Codestyle: Einrücken untergeordneter Abschnitte?



  • pumuckl schrieb:

    Bashar schrieb:

    Und wie entsteht so eine Adresse? Siehe Ursprungsposting. Ersetze SomeObject durch Address und den ganzen Rest sinngemäß.

    [...]sondern so:

    Adresse a("Bahnhofstr.", 11 /*hausNr*/, 25469 /*PLZ*/, "Halstenbek", "EG links");
     Person p("Manuela", "Mustermann", 38, a);
     /* ... */
    

    Die Adresse hat 5 Parameter, worauf willst du eigentlich hinaus? Davon abgesehen: Wenn du das in einem Rutsch konstruieren willst, sieht es so aus:

    persons.push_back(Person("Manuela", "Mustermann", 38, Adresse("Bahnhofstr.", 11 /*hausNr*/, 25469 /*PLZ*/, "Halstenbek", "EG links")));
    

    Die Daten sind da, sie müssen von A nach B geschoben werden. Du kannst das einschachteln wie du willst, davon verschwindet das Problem nicht.



  • Wenn ich das so mache wie z.B. auch seldon das in seinem Code hatte, muss ich in Zeile 2 natürlich irgendwie dahin kommen. Das meiste wird automatisch eingerückt, klar.



  • @otze: Niemand hält sich an diese Konvention, daher ist es besser, Tabs im Text zu vermeiden.



  • Bashar schrieb:

    worauf willst du eigentlich hinaus?

    Darauf, dass man solche Monster wie das gezeigte tunlichst vermeiden sollte, der Leserlichkeit wegen. Und darauf, dass man im Idealfall eben nicht 5 oder mehr Parameter übergeben müssen sollte sondern solche Monstren sinnvolle in mehrere Zeilen aufteilt.

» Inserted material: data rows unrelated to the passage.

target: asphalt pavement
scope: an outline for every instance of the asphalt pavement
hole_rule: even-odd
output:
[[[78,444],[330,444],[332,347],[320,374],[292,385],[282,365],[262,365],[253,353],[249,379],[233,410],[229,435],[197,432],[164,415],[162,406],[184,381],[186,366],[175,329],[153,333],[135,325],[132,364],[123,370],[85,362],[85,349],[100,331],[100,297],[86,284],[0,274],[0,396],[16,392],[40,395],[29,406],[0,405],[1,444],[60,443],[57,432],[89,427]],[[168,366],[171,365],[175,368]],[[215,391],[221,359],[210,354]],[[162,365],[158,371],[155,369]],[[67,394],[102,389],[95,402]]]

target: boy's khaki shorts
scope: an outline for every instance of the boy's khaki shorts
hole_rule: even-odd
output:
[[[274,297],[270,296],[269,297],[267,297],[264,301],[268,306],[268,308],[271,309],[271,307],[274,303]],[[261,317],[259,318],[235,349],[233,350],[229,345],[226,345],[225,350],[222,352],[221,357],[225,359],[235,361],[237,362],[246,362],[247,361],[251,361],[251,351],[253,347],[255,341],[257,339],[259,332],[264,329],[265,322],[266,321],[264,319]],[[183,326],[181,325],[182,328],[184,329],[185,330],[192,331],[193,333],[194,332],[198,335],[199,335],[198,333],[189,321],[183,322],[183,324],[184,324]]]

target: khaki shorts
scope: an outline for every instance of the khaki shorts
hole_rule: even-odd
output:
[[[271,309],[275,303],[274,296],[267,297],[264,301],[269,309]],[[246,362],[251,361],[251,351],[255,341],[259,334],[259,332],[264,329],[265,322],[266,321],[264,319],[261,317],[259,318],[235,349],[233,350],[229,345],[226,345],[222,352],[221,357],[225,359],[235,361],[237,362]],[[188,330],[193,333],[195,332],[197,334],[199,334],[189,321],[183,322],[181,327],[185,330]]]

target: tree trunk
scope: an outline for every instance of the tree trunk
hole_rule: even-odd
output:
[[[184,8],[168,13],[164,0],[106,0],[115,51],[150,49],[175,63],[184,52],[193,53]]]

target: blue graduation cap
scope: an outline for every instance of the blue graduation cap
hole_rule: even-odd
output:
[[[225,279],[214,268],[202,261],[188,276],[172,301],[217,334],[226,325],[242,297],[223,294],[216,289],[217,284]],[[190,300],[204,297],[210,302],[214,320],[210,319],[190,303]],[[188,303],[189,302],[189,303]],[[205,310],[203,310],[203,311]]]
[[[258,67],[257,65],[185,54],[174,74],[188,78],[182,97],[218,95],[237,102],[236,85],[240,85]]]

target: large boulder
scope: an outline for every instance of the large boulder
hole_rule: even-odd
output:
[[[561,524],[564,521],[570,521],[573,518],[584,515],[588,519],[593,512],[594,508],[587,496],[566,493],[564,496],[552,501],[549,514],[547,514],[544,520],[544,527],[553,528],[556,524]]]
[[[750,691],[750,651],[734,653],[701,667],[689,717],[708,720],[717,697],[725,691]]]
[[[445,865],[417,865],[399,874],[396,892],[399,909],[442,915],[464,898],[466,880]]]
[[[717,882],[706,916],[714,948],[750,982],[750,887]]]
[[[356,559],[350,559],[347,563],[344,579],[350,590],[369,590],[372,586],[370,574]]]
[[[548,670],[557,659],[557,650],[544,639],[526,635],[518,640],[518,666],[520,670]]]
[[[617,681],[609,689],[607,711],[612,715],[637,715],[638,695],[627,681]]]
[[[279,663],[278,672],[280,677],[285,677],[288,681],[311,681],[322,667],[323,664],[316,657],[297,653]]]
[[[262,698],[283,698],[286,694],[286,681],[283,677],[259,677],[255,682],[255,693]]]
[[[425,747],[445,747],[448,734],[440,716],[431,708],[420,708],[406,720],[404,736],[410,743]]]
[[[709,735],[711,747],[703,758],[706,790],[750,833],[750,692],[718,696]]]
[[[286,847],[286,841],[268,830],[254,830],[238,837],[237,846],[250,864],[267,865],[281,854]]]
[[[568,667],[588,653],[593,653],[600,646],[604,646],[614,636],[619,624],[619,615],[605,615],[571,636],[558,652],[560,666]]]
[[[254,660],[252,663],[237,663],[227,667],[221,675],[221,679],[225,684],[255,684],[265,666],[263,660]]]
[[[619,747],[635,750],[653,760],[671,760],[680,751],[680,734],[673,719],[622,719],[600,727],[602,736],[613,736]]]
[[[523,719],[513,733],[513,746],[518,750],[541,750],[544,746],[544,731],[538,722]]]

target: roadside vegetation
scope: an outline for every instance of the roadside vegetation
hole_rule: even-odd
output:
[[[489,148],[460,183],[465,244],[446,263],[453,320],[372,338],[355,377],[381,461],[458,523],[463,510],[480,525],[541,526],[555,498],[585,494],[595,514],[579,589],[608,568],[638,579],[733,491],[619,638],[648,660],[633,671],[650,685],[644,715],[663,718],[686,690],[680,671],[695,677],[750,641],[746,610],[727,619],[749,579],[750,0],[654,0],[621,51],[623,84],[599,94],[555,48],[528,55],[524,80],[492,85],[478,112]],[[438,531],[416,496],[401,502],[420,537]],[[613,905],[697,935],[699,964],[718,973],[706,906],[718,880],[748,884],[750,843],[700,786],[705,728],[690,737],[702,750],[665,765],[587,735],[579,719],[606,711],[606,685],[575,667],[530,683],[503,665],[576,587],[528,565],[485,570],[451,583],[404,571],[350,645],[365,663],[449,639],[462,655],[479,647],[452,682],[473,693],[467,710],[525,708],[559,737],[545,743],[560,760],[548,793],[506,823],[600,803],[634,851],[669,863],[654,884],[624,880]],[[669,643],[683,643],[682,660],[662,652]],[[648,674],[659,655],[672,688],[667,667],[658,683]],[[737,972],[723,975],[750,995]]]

  • Na ja, klar. Ich versuche auch das zu vermeiden, aber ich bilde halt nicht sinnlos Gruppen, wenn diese unnötig sind. Bei Klassen mit mehreren Attributen überlege ich durchaus nach sinnvoller Gruppierung. 🙂

    Aber was eben auch vorkommt, ist, dass ich lange Namen habe, weil die zur Beschreibung notwendig sind (ich denke, dass das passieren kann; da sind wir uns einig?). Und dann ist selbst bei 5 Attributen ein Umbruch oft notwendig.